Magistrado ResponsávelBRAVO SERRA
Data da Resolução01 de Março de 2010
EmissorSupremo Tribunal de Justiça (Portugal)

S Privacidade: 1 Meio Processual: REVISTA Decisão: NEGADA A REVISTA Sumário : I - Tratando-se de um contrato de trabalho sem estipulação de termo, no qual se estipularam concretamente as funções a desempenhar pelo autor e se consagrou o local onde tais funções iriam ser levadas a efeito, a interpretação das suas cláusulas, no caso a referente ao local de trabalho, tem de ser feita de harmonia com a estipulação constante da mesma, segundo o padrão de um homem normal e médio, dispondo dos elementos de interpretação que o declaratário dispõe e fazendo valer o pretendido sentido dedutível a conferir e essa estipulação.
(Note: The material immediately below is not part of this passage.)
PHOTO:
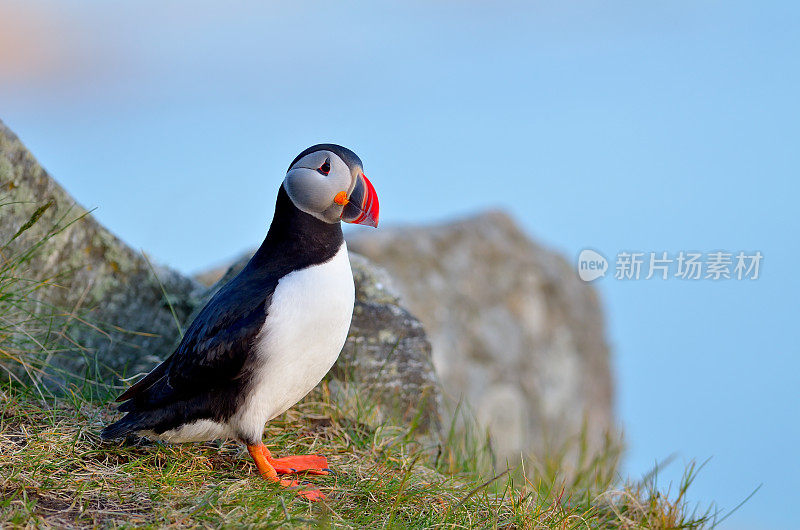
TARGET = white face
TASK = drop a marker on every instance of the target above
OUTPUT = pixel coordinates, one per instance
(314, 181)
II - Não obsta à referida interpretação a circunstância, decorrente da realidade, da ré se dedicar à feitura de obras de construção civil, as quais, por natureza, têm cariz temporário, uma vez que no contrato se estabeleceu, em concreto, o lugar onde o autor deveria desempenhar as suas funções.

III - Também não se pode afirmar como sendo o intento da ré o de, tendo em atenção a sua actividade, fixar um local de trabalho como sendo o primeiro local onde o autor iria começar a exercer as suas funções e que, após a conclusão da obra que estava em curso aquando da firmação do contrato, pudesse ser deslocado para qualquer outro ponto do território nacional consoante as obras que lhe fossem adjudicadas ou fossem adjudicadas a suas consorciadas, quando tal intento não se revela inequívoco no conteúdo contratual concreto.

IV - A equivocidade resultante do modo como ficou consagrada a estipulação sobre o local de trabalho haveria de impor à ré uma elucidação do autor no sentido de a «deslocação» que se veio a prever no n.º 2 da cláusula 3ª do contrato em concreto ser perfeitamente entendível como inculcando, sem grandes considerações dubitativas, que implicava a transferência do local indicado no seu n.º1, sentido esse que também não resulta para um declaratário medianamente instruído, diligente e sagaz, tal como ele, fictamente, é querido pelo artº 236.º do Código Civil.

V - Assim, não é de censurar a decisão de que do negócio jurídico-laboral celebrado entre o autor e a ré não resultava a estipulação de um qualquer local de trabalho a determinar livremente pela ré, ainda que pautado pelas suas necessidades operacionais e a consequente afirmação de que a ordem transmitida pela ré ao autor - que até aí desenvolvia as suas funções em Ourique -, para se passar a apresentar nos Açores, é violadora da garantia consagrada na alínea e) do n.º 1 do artº 21.º da LCCT.

VI - Não se pode afirmar a anuência do autor a que o seu local de trabalho passasse a ser na Ilha Graciosa, quando, não obstante o mesmo se ter aí apresentado durante curto período de tempo, solicitou, por várias vezes, esclarecimentos à ré sobre o motivo dessa deslocação e desde sempre considerou que a sua ida a esse ponto do território se fundava na mera prestação de serviço de assessoria e assistência técnica de carácter temporário e com limitação temporal.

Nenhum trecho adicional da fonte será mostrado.